Эта тишина, такая тишина наступает после того, как что-то произошло. Я надеваю зимние свитера, зимние рукавицы, зимние шарфы, зимний комбинезон, зимние носки, шерстяные штаны и ботинки на шнуровке. Под моей дверью спит большой ребенок, от него пахнет пивом. Я отодвигаю его ногой и выхожу. Улицы усеяны обрывками серпантина и бутылками из-под игристого. На мосту у Фогельсонген я чуть не наступаю в лужу рвоты с остатками сосиски. Рядом с больницей голубой и холодный воздух. Я не трогаю свой сад, ему не нужна помощь, он отдыхает, зимует, всасывает хлорофилл, каморка с секаторами и газонокосилкой медленно ветшает за липами.

Я захожу в лифт и поднимаюсь на пятый этаж. На моем столе стоит чашка кофе, венская слойка лежит на салфетке. Когда я вхожу, Эдит уже наливает кофе в чашку. Мы пьем его, горький, горячий, и едим липкие слойки с чернично-малиновым вареньем. Эдит рассказывает что-то непонятное. Как умеет, так и говорит. Но сегодня ей будто и вправду есть что рассказать. Будто важно, чтобы я поняла. Я различаю отдельные слова. Он сказал. Что-то за темной занавеской. И Мама. Мама.

В парке под окном возникают дети в разноцветных шапочках, как из-под земли. Они одинакового роста, одеты в одинаковые комбинезоны с одинаковыми полосками-отражателями. Они падают в сугробы. Шапочки-шлемы полностью скрывают головы, только круглые вырезы спереди открывают красные лица. Я поднимаю голову: поток слов Эдит замедлился. Вскоре поток иссякает вовсе. И мы обе глядим в стену или в окно. Я пью свой кофе и говорю что-то о сущности и существенности снежинок. Далеко не все, лишь пару слов. О существенности сущего. О Bullet Rosettes, Arrowhead Crystals и Pyramidal Crystals, которые exceedingly rare везде, кроме Южного полюса. О кеплеровских необъяснимых отклонениях планет от собственных орбит. О книге про гренландскую женщину, мысли которой полны снегом, когда-то я слышала о такой и, может быть, когда-нибудь прочитаю, хотя обычно предпочитаю специальную литературу.

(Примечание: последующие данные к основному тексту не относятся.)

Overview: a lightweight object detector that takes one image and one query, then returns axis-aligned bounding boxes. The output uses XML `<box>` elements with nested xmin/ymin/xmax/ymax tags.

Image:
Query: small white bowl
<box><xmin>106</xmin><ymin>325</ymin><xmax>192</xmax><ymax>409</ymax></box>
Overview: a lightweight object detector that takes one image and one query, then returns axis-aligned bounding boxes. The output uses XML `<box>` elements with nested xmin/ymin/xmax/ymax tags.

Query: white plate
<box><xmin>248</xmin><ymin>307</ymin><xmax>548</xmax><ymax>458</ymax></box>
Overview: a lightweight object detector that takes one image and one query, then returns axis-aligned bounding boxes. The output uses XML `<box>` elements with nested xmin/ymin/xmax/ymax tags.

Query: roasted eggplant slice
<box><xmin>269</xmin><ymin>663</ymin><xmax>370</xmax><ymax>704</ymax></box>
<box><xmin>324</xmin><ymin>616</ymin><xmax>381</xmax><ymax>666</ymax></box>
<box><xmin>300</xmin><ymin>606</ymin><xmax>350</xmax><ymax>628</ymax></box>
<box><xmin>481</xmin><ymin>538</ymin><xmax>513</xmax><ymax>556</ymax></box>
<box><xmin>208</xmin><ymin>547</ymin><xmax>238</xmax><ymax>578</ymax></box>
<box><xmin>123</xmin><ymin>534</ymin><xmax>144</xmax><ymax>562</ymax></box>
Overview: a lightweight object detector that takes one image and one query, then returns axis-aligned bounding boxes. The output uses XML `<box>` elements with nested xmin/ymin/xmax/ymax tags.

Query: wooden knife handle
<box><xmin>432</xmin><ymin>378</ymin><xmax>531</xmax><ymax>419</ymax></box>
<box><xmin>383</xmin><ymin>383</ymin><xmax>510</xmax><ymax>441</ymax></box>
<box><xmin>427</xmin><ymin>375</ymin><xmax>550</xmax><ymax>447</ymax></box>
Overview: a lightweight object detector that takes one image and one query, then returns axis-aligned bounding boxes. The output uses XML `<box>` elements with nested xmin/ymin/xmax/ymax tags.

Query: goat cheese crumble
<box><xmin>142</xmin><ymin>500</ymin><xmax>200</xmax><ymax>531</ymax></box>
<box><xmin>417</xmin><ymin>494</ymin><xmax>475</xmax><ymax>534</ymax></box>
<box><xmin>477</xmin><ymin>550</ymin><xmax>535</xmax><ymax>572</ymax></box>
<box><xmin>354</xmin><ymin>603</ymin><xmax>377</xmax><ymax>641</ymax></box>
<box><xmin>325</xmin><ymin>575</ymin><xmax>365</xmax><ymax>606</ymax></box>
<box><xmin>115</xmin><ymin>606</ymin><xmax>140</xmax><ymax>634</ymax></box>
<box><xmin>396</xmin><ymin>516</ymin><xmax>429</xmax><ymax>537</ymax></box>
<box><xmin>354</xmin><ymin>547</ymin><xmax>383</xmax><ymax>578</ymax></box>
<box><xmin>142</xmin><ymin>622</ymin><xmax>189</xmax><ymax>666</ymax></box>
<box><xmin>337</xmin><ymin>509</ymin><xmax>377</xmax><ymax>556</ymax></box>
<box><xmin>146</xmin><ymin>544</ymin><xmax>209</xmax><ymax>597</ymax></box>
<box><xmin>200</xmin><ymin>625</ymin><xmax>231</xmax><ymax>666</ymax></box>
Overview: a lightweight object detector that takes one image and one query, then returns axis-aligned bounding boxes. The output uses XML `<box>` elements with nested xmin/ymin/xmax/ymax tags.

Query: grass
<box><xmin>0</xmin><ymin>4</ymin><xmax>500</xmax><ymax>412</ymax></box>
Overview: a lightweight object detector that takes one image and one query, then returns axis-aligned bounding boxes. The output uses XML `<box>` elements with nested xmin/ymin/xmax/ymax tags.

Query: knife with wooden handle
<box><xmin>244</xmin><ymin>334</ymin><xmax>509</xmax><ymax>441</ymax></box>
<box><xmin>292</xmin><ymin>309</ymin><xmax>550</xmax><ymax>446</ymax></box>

Эдит кивает и смотрит в чашку. У нее еще остался кофе, полчашки. Глубокий и густой. Сказав, съев и выпив все до конца, я убираю со стола и готовлю противень мясных паштетов, зная о дисфункции сердечных ритмов Эдит. Перед тем как уйти, я минуту стою на пороге. Эдит не машет. Мы не вспоминаем о наступившем годе. Я выключаю плиту, на всякий случай. Все конфорки. И кофеварку. Ничего страшного, сегодня вряд ли придут новые посетители. Я жду еще немного и начинаю собираться. В пыльных лучах солнца Эдит остается сидеть, подняв указательный палец.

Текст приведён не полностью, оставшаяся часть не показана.